My law student announced that applications are up at the law school. They are calling it the "Biden Effect." Vice-President Joseph Biden earned his Juris Doctor from Syracuse University College of Law in 1968.

We've talked a lot about the "Obama Effect," a close cousin to the "Oprah Effect." Oprah's early endorsement of fellow Chicagoan Barack Obama was purported to be responsible for producing an additional million voters for Obama, according to economics professors Craig Garthwaite and Timothy J. Moore from the University of Maryland. They published their conclusions in a September 2008 report, "The Role of Celebrity Endorsements in Politics: Oprah, Obama, and the 2008 Democratic Primary."

President Obama, like Oprah, has enormous powers of persuasion. He, like Ms. Winfrey, enjoys a position of high credibility. Credibility is in the eyes of the beholder. It refers to the judgments made by a perceiver, i.e., a message recipient, concerning the believability of a communicator. It's not about absolute truth but believability. A person with high credibility makes you want to trust him or her. President Obama cannot determine his own credibility, only the American public. The same holds true for Oprah Winfrey. The day she touts a book or idea and the public shrugs, "Who cares?" will be the day she has lost her credibility.

High credibility is a multidimensional and dynamic construct. One can gain credibility or lose it. It fluctuates like weight. It's rarely a consistent feature of any one person, though Oprah seems to be holding high credibility steadily over two decades as an enormously popular national talk show host and CEO of Harpo Productions. Credibility is not something easily defined, but is akin to Justice Potter Stewart's definition of hard-core pornography. "I shall not today attempt further to define the kinds of material I understand to be embraced . . . [b]ut I know it when I see it."

We know credibility, the "It" factor, when we see it. It does have some measurable primary dimensions. Expertise (competence, qualification) is a top dimension, followed by Trustworthiness (also called character, personal integrity), and Goodwill (caring, shows interest in others beyond self-interest). Obama and Oprah Winfrey have all three.
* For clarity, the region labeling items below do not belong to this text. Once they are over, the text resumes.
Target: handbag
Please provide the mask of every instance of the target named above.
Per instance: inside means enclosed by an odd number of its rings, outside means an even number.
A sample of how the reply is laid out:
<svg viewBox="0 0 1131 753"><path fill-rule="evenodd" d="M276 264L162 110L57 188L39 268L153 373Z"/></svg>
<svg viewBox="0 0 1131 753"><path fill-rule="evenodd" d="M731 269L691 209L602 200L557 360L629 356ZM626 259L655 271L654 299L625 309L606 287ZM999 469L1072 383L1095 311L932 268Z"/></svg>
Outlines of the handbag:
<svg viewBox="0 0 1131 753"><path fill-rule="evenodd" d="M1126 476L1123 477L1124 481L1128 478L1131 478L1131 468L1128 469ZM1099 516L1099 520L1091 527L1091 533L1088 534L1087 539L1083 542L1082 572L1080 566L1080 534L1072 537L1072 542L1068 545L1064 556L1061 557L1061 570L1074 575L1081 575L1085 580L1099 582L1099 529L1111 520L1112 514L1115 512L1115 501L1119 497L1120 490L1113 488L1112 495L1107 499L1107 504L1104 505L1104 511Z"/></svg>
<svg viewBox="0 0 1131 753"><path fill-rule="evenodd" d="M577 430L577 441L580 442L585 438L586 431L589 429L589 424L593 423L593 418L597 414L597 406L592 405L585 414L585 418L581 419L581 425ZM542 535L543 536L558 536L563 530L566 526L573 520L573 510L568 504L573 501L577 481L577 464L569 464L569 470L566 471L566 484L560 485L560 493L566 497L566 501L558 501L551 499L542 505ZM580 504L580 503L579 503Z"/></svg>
Obama has an additional secondary dimension that is almost primary with him. It's Composure. I've not witnessed such an unflappable president since Ronald Reagan. This cool under pressure persona is reassuring to a nation that is reeling from bad economic news everyday.

Before someone goes on the attack to label this a lightweight "He's the man!" type course, this is not a class designed to function as a cheerleader for the 44th president. I welcome dissenting and critical perspectives, though I'm aware that it's likely this self-selective group of students is either pro-Obama to be begin with, or fascinated enough with the persuasion and public opinion aspects of the new president to warrant a semester's worth of inquiry.

We have Republicans and Democrats, vegetarians and omnivores, paper and plastic carriers. It doesn't matter to me. It matters that we are living in extraordinary times and that this new president is worthy of academic inquiry.